Déclaration de la France relative à la criminalité environnementale

La France s’aligne sur la déclaration de l’Union européenne relative aux propositions de déclaration et de décision de la présidence italienne portant d’une part, sur les conséquences sécuritaires de la transformation numérique et, d’autre part, sur le développement du capital humain. La France souhaite ajouter quelques mots à titre national.

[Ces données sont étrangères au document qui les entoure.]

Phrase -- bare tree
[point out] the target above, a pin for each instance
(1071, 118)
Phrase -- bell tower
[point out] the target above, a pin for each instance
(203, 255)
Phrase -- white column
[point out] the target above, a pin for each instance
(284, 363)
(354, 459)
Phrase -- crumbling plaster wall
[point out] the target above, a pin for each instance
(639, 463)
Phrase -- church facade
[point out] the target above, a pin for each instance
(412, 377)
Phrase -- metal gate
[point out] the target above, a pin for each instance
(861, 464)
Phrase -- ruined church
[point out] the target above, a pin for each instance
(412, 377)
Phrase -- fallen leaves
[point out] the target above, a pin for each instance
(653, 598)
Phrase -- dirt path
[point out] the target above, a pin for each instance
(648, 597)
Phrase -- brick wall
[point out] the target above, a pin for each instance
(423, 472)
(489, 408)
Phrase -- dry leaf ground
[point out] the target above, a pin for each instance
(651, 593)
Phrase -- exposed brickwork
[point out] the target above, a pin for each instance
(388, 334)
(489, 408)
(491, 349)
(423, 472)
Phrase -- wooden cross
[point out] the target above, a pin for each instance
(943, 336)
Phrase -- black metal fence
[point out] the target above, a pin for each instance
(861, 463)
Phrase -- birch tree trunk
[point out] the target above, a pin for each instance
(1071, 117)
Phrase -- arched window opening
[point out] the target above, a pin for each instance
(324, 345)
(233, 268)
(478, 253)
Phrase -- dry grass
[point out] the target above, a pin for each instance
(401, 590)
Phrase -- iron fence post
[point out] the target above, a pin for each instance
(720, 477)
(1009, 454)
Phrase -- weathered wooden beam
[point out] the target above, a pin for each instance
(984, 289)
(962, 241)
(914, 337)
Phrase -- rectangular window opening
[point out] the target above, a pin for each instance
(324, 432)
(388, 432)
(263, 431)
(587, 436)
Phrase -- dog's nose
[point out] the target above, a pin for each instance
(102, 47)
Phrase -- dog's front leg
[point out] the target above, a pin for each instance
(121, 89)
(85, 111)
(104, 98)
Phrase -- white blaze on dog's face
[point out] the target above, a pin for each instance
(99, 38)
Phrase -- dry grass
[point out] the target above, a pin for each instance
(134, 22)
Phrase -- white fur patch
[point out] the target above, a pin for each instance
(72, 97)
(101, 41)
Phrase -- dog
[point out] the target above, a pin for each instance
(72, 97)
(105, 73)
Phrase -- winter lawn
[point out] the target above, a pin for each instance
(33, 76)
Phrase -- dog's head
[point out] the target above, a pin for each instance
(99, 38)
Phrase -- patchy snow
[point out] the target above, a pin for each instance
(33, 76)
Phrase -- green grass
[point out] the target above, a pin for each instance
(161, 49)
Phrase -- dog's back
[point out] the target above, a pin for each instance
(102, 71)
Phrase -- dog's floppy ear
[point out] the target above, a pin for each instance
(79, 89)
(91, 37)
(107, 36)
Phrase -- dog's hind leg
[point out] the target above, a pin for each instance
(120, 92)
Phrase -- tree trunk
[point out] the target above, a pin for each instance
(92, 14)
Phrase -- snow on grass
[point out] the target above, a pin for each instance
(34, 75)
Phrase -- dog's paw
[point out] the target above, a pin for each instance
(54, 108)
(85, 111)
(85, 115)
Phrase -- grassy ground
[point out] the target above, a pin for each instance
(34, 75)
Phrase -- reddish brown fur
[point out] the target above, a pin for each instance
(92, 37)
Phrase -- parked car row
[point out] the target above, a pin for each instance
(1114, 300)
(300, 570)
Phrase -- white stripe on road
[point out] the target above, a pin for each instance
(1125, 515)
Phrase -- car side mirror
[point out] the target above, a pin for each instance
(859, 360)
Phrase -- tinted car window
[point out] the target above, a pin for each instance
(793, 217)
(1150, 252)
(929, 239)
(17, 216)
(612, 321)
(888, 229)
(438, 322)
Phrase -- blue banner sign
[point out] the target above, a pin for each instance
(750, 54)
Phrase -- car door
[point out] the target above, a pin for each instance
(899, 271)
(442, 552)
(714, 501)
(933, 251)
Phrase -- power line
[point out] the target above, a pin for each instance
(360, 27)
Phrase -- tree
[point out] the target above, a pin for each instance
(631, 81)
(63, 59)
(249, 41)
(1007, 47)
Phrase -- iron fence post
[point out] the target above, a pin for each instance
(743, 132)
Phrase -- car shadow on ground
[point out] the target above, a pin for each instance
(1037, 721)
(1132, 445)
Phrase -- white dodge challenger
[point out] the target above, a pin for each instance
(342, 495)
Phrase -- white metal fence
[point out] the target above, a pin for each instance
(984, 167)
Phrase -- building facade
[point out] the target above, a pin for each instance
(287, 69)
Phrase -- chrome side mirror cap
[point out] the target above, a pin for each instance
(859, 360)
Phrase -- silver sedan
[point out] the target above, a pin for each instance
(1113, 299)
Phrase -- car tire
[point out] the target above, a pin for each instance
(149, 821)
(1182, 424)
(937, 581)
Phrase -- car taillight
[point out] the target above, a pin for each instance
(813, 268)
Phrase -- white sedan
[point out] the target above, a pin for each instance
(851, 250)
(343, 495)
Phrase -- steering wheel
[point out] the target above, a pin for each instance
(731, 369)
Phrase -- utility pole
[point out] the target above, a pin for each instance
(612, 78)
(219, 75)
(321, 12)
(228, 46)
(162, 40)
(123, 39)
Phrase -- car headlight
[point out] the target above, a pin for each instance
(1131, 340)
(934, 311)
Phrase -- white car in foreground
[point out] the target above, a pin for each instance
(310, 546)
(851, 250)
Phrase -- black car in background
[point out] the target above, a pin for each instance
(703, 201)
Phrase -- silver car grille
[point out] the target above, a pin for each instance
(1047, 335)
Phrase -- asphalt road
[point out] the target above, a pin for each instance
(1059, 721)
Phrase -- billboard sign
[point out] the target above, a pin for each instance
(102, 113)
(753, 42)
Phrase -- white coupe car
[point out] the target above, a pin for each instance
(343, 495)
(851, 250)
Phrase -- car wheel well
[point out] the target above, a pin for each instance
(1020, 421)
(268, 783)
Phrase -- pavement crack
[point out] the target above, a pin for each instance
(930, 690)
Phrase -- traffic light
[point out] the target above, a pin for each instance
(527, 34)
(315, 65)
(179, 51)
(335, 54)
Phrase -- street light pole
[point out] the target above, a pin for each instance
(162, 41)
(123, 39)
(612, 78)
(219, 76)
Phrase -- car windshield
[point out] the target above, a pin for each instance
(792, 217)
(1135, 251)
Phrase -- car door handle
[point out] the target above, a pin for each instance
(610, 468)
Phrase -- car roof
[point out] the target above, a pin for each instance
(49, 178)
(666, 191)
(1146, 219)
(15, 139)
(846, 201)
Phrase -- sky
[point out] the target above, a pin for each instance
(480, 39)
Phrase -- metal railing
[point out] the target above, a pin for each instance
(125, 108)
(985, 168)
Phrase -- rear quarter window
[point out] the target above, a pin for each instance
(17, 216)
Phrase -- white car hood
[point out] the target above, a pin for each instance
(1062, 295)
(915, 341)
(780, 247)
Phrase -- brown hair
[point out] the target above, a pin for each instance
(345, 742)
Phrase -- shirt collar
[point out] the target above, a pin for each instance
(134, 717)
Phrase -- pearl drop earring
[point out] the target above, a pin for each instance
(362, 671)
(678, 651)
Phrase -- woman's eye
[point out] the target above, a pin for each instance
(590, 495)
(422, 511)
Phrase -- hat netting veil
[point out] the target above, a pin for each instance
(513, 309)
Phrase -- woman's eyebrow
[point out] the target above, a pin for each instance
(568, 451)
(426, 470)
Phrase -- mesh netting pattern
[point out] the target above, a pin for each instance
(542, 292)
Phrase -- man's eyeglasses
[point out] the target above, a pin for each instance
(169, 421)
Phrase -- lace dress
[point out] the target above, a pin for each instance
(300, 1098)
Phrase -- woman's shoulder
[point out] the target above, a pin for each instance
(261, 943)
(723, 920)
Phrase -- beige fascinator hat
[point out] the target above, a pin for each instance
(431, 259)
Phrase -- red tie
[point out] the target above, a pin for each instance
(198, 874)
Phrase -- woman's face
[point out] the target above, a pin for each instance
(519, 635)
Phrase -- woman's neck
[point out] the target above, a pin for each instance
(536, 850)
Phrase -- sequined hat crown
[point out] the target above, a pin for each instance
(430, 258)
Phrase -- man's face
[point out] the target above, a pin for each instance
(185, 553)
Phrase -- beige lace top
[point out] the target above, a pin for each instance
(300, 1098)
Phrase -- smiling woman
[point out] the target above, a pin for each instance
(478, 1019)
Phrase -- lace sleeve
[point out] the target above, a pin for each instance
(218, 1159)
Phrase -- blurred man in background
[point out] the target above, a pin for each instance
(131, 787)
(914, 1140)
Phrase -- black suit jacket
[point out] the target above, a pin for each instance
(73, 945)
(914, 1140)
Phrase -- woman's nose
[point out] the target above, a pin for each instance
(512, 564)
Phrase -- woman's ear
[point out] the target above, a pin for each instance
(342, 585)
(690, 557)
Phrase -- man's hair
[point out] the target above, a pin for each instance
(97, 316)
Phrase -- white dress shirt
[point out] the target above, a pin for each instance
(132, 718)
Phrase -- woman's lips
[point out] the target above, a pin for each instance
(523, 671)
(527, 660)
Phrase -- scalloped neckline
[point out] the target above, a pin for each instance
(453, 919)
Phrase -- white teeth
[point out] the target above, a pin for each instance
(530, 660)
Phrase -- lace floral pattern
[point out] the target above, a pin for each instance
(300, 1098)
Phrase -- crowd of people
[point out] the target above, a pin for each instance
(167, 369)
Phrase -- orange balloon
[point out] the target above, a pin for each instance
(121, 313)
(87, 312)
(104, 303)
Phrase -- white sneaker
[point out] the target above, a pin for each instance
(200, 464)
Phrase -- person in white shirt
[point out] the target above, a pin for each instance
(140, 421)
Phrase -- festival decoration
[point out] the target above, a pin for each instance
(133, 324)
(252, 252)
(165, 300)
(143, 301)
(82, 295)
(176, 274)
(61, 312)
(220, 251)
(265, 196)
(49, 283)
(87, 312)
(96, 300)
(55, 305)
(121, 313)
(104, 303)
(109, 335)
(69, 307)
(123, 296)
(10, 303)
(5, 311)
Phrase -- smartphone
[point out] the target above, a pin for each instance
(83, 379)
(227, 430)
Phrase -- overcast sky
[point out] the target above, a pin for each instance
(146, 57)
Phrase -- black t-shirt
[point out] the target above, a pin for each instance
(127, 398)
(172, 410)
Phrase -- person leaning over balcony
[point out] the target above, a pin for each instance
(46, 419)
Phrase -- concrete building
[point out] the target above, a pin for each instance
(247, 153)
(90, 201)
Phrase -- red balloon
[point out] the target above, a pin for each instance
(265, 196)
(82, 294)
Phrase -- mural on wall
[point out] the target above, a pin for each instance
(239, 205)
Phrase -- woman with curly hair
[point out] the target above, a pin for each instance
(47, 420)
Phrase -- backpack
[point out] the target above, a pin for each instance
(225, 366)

Les deux textes de la présidence italienne, qui valorisent l’apport de la dimension économique et environnementale à la sécurité dans l’espace OSCE, constitueront, s’ils sont adoptés, un élément essentiel de la sécurité et de la stabilité en Europe. Ils pourraient être avantageusement complétés par un texte assurant le lien entre, d’une part, l’une des autres priorités fondamentales de la présidence italienne, la lutte contre la criminalité et les trafics, et d’autre part, les questions environnementales, sur lesquelles l’OSCE s’est prononcée pour la dernière fois en 2014.

Il s’agirait d’engager des travaux, en accord avec la présidence kazakhstanaise du deuxième comité et la présidence espagnole du premier comité, ainsi qu’avec la présidence italienne de l’OSCE, afin d’engager une réflexion sur la contribution de l’OSCE à la lutte contre la criminalité environnementale.
En effet, le caractère transnational du crime environnemental, ses réseaux structurés et organisés, le lien qui peut exister avec le trafic de drogues, la corruption, et souvent le trafic d’armes à feu, sont autant de sujets préoccupants qui portent atteinte à la sécurité dans l’espace OSCE et pour lesquels l’OSCE dispose d’outils :

- Le bureau du coordonnateur des Activités économiques et environnementales ;

- L’Ecole des cadres pour la gestion des frontières ;

- L’unité de Police ;

- Et les missions de terrain.

Ainsi, nous nous réjouissons de l’organisation d’un comité conjoint sur la criminalité environnementale le 8 octobre prochain, en accord avec la présidence kazakhstanaise du comité économique et environnemental, la présidence espagnole du comité de sécurité et la présidence italienne de l’OSCE.

A partir du 8 octobre, et jusqu’au Conseil ministériel à Milan en décembre, nous pourrons ainsi si vous en êtes d’accord, nous engager dans des négociations pour obtenir une décision à Milan sur ce sujet important.

Je vous remercie et remercie le Secrétariat de bien vouloir ajouter cette déclaration en annexe du journal du jour.